Starring in this production are three members of the resident company, and talented actor M. Scott McLean making his Everyman debut as Gabe. Though a new addition to the Everyman family, McLean seems to fit right in, displaying effortless chemistry with the three company members sharing the stage with him. His Gabe is grounded, and staid, as most of the action swirls around him. While Gabe is an average American husband and father, McLean's performance is anything but average. He portrays an empathetic realness in the role, something that makes his Gabe all the more fascinating.
As his wife Karen, Beth Hylton is the picture of a successful urban housewife. Karen and Gabe have a strong marriage, and have built a beautiful family. Hylton is also very real and believable. She and McLean's chemistry as a couple shows through beautifully. They chat, they argue and they bicker, but they never let you stop seeing the love they share. It's the portrait of any ordinary couple in their everyday lives.
As the less than stable pair Tom and Beth, Danny Gavigan and Megan Anderson are wonderful mirror images of their friends. Anderson's Beth is vibrant and wild, compared to Hylton's dignified Karen. You see many different sides of Beth throughout the piece, but Anderson still allows those pieces to work together to portray a complete character. The changes are what makes her so interesting. Anderson seems to understand those changes completely, creating a nuanced and complicated character.
While Beth and Karen couldn't be more different, Tom and Gabe are also polar opposites. In the hands of a less-skillful actor, Tom is truly terrible. However, in the hands of Gavigan, you see glimmers of humanity and kindness; the qualities that his friends and family fell for in the first place.
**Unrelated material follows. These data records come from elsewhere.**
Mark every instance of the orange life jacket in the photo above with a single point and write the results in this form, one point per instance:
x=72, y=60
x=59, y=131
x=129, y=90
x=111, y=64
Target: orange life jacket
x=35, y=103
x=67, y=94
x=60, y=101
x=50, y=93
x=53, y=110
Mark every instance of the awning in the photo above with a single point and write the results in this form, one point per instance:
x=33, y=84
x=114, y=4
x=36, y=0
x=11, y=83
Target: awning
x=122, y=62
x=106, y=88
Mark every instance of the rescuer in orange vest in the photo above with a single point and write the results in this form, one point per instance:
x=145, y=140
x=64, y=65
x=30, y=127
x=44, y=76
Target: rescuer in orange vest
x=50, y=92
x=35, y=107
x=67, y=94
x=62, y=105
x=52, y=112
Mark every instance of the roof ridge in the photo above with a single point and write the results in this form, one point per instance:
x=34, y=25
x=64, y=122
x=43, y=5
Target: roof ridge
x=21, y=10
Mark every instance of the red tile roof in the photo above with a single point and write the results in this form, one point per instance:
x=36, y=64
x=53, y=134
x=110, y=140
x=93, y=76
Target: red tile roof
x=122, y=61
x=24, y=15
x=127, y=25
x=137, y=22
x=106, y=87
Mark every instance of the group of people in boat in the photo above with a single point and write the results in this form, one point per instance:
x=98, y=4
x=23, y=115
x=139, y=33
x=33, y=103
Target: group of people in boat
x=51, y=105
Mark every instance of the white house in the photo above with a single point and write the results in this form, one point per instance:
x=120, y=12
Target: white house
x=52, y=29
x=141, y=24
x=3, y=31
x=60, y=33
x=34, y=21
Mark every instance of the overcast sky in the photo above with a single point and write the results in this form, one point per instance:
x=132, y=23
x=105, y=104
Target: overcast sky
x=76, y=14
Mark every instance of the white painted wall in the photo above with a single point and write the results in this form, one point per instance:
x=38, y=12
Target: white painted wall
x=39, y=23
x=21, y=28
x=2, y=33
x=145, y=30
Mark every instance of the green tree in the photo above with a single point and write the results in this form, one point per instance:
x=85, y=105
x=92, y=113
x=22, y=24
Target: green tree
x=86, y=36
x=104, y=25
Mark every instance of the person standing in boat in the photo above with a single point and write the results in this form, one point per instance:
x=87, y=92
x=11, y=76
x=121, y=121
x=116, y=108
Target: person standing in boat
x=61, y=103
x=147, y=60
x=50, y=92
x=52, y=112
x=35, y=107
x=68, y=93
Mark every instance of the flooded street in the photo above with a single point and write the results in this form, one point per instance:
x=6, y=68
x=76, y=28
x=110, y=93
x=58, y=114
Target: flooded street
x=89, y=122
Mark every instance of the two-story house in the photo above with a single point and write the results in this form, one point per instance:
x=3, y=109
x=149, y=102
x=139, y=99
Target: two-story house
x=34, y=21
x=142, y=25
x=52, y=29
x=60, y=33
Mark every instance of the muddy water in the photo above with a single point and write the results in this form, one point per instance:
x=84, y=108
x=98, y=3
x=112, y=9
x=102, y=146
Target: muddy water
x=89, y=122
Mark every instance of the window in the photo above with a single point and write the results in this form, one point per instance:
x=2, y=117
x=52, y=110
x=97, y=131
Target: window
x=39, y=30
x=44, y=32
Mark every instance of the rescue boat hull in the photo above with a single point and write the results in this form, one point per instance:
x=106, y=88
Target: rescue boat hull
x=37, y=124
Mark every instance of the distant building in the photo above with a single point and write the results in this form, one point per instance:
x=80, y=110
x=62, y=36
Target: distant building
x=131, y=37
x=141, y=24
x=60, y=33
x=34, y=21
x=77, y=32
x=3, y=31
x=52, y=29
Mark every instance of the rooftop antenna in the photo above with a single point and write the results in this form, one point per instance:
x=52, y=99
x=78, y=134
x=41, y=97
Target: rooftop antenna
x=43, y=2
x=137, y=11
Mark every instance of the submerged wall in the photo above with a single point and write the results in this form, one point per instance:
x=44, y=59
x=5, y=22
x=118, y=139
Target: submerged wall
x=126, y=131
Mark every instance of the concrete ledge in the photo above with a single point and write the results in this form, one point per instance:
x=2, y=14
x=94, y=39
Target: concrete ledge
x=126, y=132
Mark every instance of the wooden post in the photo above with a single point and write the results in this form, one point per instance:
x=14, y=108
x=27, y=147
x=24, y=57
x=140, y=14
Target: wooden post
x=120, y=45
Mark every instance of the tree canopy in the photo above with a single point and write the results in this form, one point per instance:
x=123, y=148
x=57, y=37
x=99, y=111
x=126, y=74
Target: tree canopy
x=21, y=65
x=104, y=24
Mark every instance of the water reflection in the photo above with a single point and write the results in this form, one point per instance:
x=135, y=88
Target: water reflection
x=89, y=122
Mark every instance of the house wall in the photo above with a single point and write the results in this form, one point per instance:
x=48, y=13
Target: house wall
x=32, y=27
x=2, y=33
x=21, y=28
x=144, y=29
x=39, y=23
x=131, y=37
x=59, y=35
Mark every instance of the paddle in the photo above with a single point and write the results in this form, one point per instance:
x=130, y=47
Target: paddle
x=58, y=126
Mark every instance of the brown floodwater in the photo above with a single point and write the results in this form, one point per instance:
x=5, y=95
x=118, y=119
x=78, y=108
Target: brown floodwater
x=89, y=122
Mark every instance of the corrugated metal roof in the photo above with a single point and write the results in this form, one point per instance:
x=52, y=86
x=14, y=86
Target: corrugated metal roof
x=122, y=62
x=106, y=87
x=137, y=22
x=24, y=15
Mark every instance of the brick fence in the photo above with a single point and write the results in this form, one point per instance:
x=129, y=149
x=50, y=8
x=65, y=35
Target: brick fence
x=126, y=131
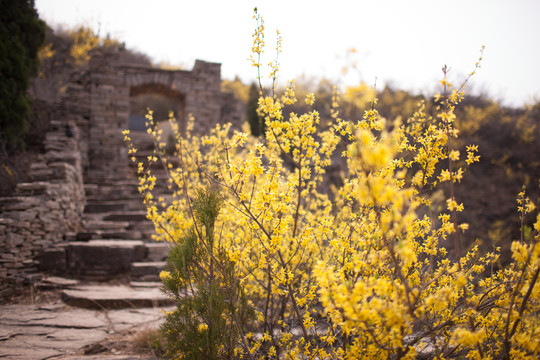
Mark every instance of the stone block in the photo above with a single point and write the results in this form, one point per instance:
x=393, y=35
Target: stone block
x=53, y=261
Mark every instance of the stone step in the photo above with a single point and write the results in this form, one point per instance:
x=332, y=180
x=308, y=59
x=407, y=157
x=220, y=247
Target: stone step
x=103, y=225
x=105, y=206
x=147, y=271
x=114, y=297
x=157, y=251
x=103, y=259
x=126, y=216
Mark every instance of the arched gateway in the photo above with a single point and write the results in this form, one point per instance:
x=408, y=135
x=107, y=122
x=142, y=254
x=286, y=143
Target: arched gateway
x=97, y=100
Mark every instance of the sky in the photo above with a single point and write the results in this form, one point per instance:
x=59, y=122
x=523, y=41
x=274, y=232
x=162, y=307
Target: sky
x=402, y=43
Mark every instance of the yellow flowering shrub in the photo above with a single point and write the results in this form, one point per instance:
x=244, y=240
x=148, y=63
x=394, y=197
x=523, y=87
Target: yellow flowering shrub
x=370, y=270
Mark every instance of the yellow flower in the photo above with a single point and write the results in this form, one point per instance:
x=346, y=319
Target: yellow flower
x=202, y=328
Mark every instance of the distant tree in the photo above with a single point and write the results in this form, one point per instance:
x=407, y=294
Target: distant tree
x=21, y=35
x=256, y=123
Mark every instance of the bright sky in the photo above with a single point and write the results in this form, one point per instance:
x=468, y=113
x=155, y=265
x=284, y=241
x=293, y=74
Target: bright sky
x=401, y=42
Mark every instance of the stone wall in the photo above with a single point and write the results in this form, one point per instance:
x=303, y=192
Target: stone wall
x=96, y=106
x=40, y=212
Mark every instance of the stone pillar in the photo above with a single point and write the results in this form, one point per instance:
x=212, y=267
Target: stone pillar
x=109, y=103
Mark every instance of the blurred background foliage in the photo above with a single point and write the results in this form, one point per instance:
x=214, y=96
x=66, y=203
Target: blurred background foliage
x=506, y=137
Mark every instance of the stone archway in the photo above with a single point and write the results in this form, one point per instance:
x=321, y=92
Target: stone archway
x=99, y=104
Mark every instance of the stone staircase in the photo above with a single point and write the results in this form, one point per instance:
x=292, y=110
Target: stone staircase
x=115, y=246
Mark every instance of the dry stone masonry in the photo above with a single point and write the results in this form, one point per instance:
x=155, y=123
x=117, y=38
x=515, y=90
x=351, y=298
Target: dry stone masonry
x=82, y=204
x=43, y=210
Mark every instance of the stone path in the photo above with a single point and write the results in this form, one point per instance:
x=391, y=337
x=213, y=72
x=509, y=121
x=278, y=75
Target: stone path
x=55, y=330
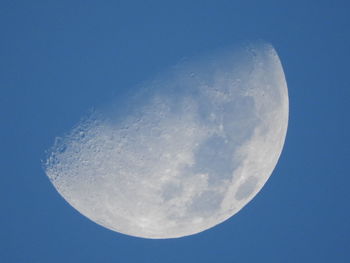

I wanted to hate him, but I just couldn't look away from the work Gavigan was doing on stage.
And as good as they were separately, together they were even better. While all four only appear together on stage in a brief scene, the alliance and pairings are always changing, creating new ways for the actors to interact with each other.
While the action on stage is superb, I've also been drawn to the set. I'm always surprised but what the creatives can do in the limited space they have. In this instance Donald Eastman and his team provided not a just a single set, but multiple sets in one with the help of a rotating stage; something which worked flawlessly in the production. The quick turns each exposed a beautifully designed room; all of which were very different but still lived very much in the same world.
Though DINNER WITH FRIENDS, paints an often-bleak picture of the state of the American marriage, the production of the play is anything but. The cast breathed new life into these well-known characters, and the set and costumes (David Burdick) catapulted the show squarely into the 21st century. Everyman and their talented team of creatives have produced another beautiful take on a classic, and based on the response on opening night, I'd say they have another rightful hit on their hands.
DINNER WITH FRIENDS plays Everyman Theatre (315 West Fayette Street | Baltimore, MD 21201) through April 7, 2019. Tickets can be purchased online.